このページの本文へ

がんナビ

がんナビについて

がん患者さんとその家族のために、がんの治療や患者さんの日々の生活をナビゲートします。

がん種から情報を探す

  • 乳がん
  • 肝がん
  • 大腸がん
  • 腎がん
  • 胃がん
  • 肺がん
  • 食道がん
  • 前立腺がん
  • 子宮頸がん
  • 膵がん
  • 卵巣がん
  • その他のがん

News ニュース

ニュース一覧へ

新着一覧へ

ニュース

2022/05/05

進行トリプルネガティブ乳癌の1次治療で抗TROP2抗体薬Dato-DXdとデュルバルマブの併用が有効な可能性【ESMO Breast 2022】

横山勇生=編集委員

 切除不能な局所進行または転移を有するトリプルネガティブ乳癌の1次治療として、抗TROP2抗体薬物複合体datopotamab deruxtecanDato-DXd、 DS-1062)と抗PD-L1抗体デュルバルマブの併用が有効な可能性が明らかとなった。フェーズ1b/2試験であるBEGONIA試験の予備的な解析で良好な抗腫瘍効果と管理可能な安全性が認められた。5月3日から5日までドイツベルリンとハイブリッドで開催されているESMO Breast Cancer(ESMO Breast 2022)で、英Barts Cancer Institute-Queen Mary University of LondonのPeter Schmid氏が発表した。

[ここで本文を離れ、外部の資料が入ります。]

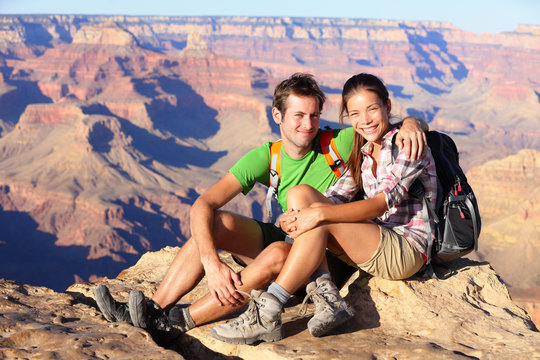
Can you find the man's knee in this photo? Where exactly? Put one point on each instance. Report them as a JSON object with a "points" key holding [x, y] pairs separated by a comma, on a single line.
{"points": [[224, 225], [274, 257], [297, 195]]}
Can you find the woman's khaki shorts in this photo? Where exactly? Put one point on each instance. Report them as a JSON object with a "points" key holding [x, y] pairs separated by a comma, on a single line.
{"points": [[395, 258]]}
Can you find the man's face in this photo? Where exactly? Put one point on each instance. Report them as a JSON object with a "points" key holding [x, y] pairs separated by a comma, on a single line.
{"points": [[299, 124]]}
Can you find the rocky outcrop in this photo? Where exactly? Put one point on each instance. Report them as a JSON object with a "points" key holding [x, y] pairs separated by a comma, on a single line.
{"points": [[509, 196], [112, 126], [468, 315]]}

 BEGONIA試験は、進行または転移を有するトリプルネガティブ乳癌に、1次治療としてデュルバルマブと抗体薬物複合体を含むその他の薬剤との併用を評価する2パートからなる試験。今回は、Dato-DXdと併用した患者の予備的な結果が発表された。パート1は、最初の20人がパクリタキセルとデュルバルマブの併用に割り付けられ、その後に他の薬剤とデュルバルマブの併用に割り付けられた。パクリタキセルとデュルバルマブを併用した患者の確定奏効率は58.3%、無増悪生存期間(PFS)中央値が7.3カ月だったこと、トラスツズマブ デルクステカンとデュルバルマブを併用した患者の確定奏効率は66.7%だったことが既に報告されている。

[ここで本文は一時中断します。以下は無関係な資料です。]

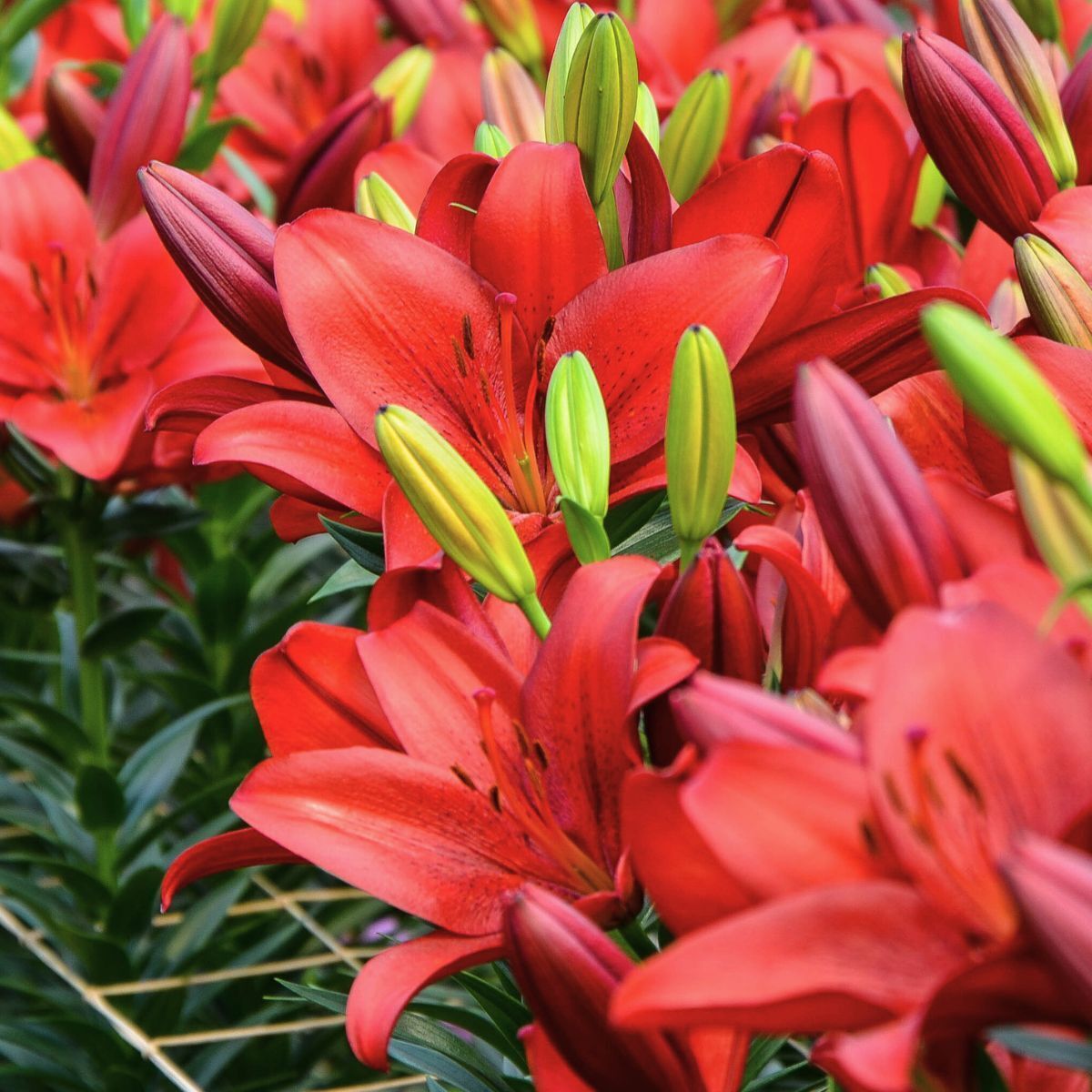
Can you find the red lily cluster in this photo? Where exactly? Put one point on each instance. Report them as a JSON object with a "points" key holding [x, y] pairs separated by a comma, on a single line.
{"points": [[828, 774]]}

 今回の解析の対象となった患者には、進行または転移を有するトリプルネガティブ乳癌患者の1次治療として、PD-L1/TROP2の状態に関わらず3週おきにDato-DXd 6mg/kgとデュルバルマブ 1120mgが病勢進行か受容不能な副作用の発現まで投与された。主要評価項目は安全性と忍容性。副次評価項目は、RECISTv1.1に基づく研究グループの評価による奏効率、PFS、奏効期間、全生存期間だった。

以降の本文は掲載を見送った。